Dans un rapport de 200 pages publié hier, l’ONG Human Rights Watch estime que cette répression, qui a fait au moins 150 morts, était « préméditée et planifiée » et « constitue un crime contre l’humanité ».
Le recours à des violences sexuelles « d’une extrême brutalité » à l’égard de plusieurs dizaines de femmes participant à la manifestation pacifique a tardivement ouvert les yeux de la communauté internationale, qui a pris ses distances avec le régime.
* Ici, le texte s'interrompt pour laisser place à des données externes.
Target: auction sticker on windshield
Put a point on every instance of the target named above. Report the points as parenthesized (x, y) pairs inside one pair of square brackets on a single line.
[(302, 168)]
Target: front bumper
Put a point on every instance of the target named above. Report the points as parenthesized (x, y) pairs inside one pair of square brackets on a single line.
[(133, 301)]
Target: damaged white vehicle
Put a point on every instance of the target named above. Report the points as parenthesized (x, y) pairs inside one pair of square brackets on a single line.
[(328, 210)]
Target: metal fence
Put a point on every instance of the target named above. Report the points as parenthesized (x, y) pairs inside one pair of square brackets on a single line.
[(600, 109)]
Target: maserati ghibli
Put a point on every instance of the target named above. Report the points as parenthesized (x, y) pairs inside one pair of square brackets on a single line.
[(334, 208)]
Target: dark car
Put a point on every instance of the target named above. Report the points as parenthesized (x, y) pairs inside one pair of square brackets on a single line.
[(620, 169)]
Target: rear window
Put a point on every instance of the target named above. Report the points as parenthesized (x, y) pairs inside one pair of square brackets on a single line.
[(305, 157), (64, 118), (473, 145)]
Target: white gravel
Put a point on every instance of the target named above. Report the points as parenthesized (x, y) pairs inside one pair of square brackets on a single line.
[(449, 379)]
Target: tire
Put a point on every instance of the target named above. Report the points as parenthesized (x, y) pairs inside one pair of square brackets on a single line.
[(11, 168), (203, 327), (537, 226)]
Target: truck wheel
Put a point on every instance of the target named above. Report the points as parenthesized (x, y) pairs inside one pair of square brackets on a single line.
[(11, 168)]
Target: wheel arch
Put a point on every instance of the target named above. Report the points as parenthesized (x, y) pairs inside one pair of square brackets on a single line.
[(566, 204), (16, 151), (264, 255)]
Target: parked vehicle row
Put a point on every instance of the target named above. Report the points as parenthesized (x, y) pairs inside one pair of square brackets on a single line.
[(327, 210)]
Jeudi 17 décembre, la « commission nationale indépendante d’enquête » chargée de faire la lumière sur les crimes commis le 28 septembre a annoncé avoir enregistré « 33 cas de suspicion de viols », sans avoir recueilli aucun témoignage.
Des femmes corrompues ont témoigné
« Nous avons été informés que la plupart des femmes qui ont témoigné devant la commission internationale d’enquête mise en place par l’ONU sont des femmes corrompues qui, selon nos informations, ont chacune reçu 400 000 francs guinéens (50 €) », a déclaré son président, Siriman Kouyaté, parlant sous l’œil de militaires.La commission n’a pas donné de chiffres sur le nombre de victimes, mais les ONG évoquent 150 à 200 morts, tandis que la junte avance un bilan de 56 civils tués.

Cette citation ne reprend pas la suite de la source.